Futebol: Avaliação da Força, Potência, Resistência e Velocidade

Football: Assessment of Strength, Power, Endurance and Speed

Football is a sport that demands a unique combination of physical, technical and tactical skills. To perform well on the pitch, it is essential that players have well-developed strength, power, endurance and speed. Assessing these skills is crucial for both individual and team training, allowing players to identify strengths and areas for improvement. In this article, we will explore how to assess each of these skills in the context of football and the importance of each for in-game performance.

1. Strength Assessment

Strength refers to a player's ability to generate muscular tension against resistance. In football, strength is crucial for skills such as tackling, jumping, kicking and sprinting. Strength can be assessed through several specific tests:

1RM (one repetition maximum) test

Used to assess a player's maximum strength in exercises such as the squat, deadlift, or bench press. This test measures the maximum amount of weight a player can lift in a single repetition.

Vertical jump test

Although often associated with power, the vertical jump can also provide information about lower body strength. The player is asked to jump as high as possible from a static position, and the height of the jump is measured.

Isometric strength test

This test measures the force generated by a player without movement, such as holding a squat position against a wall (sitting wall test).

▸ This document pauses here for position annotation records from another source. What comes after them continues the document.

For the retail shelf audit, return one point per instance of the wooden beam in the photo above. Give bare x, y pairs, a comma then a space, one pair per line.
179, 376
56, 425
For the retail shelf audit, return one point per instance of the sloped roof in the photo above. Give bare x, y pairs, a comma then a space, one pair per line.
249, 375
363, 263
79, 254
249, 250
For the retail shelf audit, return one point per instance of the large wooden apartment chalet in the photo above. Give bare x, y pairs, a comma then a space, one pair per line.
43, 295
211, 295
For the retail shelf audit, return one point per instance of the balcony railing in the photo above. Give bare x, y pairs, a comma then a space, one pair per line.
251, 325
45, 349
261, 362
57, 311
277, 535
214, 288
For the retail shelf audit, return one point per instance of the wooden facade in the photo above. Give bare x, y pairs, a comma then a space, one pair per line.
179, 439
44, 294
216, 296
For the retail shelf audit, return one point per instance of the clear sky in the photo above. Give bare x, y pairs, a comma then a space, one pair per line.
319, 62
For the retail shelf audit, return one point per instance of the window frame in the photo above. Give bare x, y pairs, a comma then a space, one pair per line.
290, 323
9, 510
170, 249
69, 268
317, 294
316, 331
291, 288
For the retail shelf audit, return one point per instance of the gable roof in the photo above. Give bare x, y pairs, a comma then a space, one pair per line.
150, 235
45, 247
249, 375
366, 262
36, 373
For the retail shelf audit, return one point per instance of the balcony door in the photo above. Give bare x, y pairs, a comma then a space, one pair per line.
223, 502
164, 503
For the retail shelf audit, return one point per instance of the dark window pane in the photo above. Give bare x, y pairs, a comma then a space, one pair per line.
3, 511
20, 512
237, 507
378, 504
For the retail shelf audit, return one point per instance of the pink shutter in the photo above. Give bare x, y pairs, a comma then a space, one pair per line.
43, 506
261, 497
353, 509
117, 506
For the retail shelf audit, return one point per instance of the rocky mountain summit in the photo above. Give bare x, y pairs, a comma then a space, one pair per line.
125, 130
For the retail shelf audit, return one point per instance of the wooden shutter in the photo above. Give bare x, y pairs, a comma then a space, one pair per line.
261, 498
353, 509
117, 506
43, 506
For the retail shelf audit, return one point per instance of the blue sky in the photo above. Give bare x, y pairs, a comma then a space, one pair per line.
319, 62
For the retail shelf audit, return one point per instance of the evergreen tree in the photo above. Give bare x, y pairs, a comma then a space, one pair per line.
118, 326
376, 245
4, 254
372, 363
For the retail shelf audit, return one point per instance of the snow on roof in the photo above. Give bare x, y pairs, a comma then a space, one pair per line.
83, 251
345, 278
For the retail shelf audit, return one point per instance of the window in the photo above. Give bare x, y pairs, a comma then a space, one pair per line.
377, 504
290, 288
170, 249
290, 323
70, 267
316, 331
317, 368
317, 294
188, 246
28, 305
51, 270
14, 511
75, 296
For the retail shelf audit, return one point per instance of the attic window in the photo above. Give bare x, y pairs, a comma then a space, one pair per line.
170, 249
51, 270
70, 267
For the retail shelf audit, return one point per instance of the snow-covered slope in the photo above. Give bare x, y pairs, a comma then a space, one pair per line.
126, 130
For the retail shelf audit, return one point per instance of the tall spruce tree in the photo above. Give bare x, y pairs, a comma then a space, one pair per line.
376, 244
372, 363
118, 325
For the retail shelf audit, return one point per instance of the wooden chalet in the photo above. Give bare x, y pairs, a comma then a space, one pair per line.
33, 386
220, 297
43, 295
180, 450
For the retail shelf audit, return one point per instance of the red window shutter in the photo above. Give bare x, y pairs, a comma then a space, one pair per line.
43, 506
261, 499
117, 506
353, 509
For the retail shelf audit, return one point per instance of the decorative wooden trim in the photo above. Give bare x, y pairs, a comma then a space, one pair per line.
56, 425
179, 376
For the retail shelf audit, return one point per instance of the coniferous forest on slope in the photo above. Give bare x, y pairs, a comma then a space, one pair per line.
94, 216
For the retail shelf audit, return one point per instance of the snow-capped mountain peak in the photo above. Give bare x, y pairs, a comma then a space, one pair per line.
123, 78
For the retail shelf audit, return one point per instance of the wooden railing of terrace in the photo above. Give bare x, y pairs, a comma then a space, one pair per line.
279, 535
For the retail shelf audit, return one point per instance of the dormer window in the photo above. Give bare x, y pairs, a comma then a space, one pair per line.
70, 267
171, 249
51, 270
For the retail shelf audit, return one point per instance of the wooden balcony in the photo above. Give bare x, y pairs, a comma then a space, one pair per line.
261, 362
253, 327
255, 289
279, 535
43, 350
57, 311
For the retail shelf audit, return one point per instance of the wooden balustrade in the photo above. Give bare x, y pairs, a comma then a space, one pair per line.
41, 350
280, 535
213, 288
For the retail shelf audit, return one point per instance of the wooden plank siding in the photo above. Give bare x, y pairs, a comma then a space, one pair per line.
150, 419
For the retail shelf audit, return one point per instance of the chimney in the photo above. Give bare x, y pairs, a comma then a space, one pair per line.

Importance of Strength in Football: Strength is essential for maintaining balance, protecting the ball from opponents and performing actions such as long-range shooting. Players with good strength tend to be more resistant to injury and more effective in physical contact situations.

2. Power Assessment

Power is the ability to generate force quickly. In football, this is seen in explosive actions such as sprints, jumps and changes of direction. Power can be assessed through dynamic tests:

Countermovement Jump (CMJ) Test

This test measures the height achieved in a jump after a quick squat. Power is assessed by jump height, which reflects the ability to convert force into explosive movement.

30 meter sprint test

Assesses the player's ability to accelerate quickly, a key component of power. The time to travel 30 meters from the starting position is measured, reflecting the player's explosiveness.

Importance of Power in Football: Power is crucial for many actions in football, such as outpacing opponents in short sprints, jumping to head the ball and shooting with power. Players with high power can make a difference in decisive moments of the game.

3. Resistance Assessment

Endurance is the ability of a player to sustain prolonged physical activity while maintaining performance. In football, aerobic endurance (the ability to sustain moderate effort for long periods) and anaerobic endurance (the ability to sustain intense effort for short periods) are both important. Endurance can be assessed by:

Intermittent Yo-Yo Test

This is one of the most widely used tests in football to assess specific endurance. Players run 20 metres, with short breaks, and the speed increases progressively. The test continues until the player is no longer able to maintain the pace, measuring recovery capacity and endurance.

Continuous running test (Cooper test)

Measures the distance a player can run in 12 minutes. This test assesses aerobic endurance and is useful in determining a player's overall physical condition.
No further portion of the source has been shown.